Desempenho financeiro e indicadores sólidos
O balanço divulgado recentemente aponta que o lucro líquido da instituição atingiu R$ 74,1 milhões, enquanto o patrimônio líquido somou R$ 533 milhões. A carteira de crédito ampliada alcançou a marca de R$ 2,4 bilhões.
Já os ativos sob gestão e administração somaram R$ 4,7 bilhões. O Índice Basileia do conglomerado, que mede a solidez financeira da instituição, encerrou o período em 13,28%.
Expansão de portfólio e serviços digitais
O crescimento é reflexo da estratégia multissetorial da instituição, que já atende mais de 6 milhões de usuários por meio de suas marcas Banco Rendimento, Rendimento Câmbio e Rendimento Pay.
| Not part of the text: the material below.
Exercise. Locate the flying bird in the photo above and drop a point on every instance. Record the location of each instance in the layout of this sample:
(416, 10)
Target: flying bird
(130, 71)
A atuação abrange desde cartões empresariais e pré-pagos até adquirência e automação bancária.
Recentemente, a empresa ampliou sua oferta com soluções de consórcio e seguros — incluindo opções empresariais, prestamista, auto, saúde e residencial.
Investimentos em tecnologia e inteligência artificial
Para 2026, o grupo intensificou os aportes em inovação e tecnologia, integrando ferramentas de inteligência artificial para otimizar jornadas, garantir maior segurança da informação e personalizar o atendimento.
De acordo com o executivo Roger Ades, a proximidade com o público é o diferencial para entregar soluções customizadas que unem infraestrutura avançada e atendimento humanizado. Em 2025, a solidez do Banco Rendimento foi atestada pela agência Fitch Ratings, que manteve os ratings nacionais em “AA-” para o longo prazo e “F1+” para o curto prazo, com perspectiva estável.